TEMPO.CO, Jakarta - Nilai tukar rupiah yang ditransaksikan antarbank di Jakarta pada Rabu pagi, 14 Desember 2016, bergerak menguat sebesar 64 poin menjadi 13.257 dibanding sebelumnya di posisi 13.321 per dolar Amerika Serikat.
Analis Bina Artha Sekuritas, Reza Priyambada, mengatakan, di tengah penantian pertemuan The Fed, laju rupiah mampu kembali mengalami penguatan. Membaiknya data ekonomi di sejumlah negara maju menekan mata uang Amerika Serikat, sehingga berdampak positif pada rupiah.
"Meredanya sentimen politik di Italia, kenaikan data makro Inggris, dan membaiknya data Cina berimbas positif pada mata uang di negara berkembang, termasuk rupiah," ucapnya, Rabu, 14 Desember 2016, seperti dilansir Antara.
Reza berujar, penguatan rupiah juga ditopang data positif dari Cina, yang menjadi tujuan ekspor utama Indonesia. Produksi industri Cina pada November naik 6,2 persen dibanding tahun lalu, sementara penjualan retail tumbuh 10,8 persen.

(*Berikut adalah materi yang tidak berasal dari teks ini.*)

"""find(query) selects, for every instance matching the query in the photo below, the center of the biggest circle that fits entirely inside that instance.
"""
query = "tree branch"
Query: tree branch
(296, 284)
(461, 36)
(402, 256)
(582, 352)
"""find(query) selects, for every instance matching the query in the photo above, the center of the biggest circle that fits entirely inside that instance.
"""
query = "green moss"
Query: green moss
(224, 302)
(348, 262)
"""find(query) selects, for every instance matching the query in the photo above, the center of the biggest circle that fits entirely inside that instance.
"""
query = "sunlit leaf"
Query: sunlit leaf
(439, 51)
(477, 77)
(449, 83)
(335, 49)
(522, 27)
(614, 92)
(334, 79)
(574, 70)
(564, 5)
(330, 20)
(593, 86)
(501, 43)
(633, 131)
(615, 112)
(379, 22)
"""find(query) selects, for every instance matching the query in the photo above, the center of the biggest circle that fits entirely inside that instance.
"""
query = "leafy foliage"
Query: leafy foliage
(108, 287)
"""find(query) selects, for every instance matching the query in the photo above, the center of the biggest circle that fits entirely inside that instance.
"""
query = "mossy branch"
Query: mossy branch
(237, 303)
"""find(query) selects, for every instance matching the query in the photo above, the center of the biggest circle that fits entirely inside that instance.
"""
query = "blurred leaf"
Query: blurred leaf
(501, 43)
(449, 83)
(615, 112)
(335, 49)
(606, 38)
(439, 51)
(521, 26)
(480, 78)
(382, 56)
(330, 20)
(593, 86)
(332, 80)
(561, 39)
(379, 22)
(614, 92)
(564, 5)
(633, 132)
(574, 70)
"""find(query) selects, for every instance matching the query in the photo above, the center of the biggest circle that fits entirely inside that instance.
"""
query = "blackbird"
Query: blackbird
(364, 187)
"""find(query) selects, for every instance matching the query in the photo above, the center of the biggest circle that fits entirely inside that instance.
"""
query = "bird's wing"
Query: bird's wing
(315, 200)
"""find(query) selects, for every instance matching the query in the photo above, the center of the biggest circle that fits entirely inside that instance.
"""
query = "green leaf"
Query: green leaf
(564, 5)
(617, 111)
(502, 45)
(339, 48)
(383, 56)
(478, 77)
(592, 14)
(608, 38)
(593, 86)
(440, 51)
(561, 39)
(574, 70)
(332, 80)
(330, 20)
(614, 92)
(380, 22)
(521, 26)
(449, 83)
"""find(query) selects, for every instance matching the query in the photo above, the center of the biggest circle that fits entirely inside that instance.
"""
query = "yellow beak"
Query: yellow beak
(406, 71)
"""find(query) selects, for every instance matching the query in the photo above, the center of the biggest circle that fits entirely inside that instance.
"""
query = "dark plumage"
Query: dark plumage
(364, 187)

"Kami harapkan laju rupiah masih terus terapresiasi memanfaatkan sentimen eksternal itu. Namun pelaku pasar juga diharapkan tetap waspada menjelang pertemuan The Fed," tuturnya.
Ekonom Samuel Sekuritas, Rangga Cipta, mengatakan pelaku pasar global masih menunggu kesimpulan The Fed mengenai suku bunga acuannya, walaupun sudah diproyeksikan naik. Namun kepastian mengenai pandangannya pada 2017 masih ditunggu.
"Jika The Fed ragu untuk memulai pengetatan moneter yang agresif, hal itu bisa kembali menekan laju dolar Amerika ke depan," ujarnya.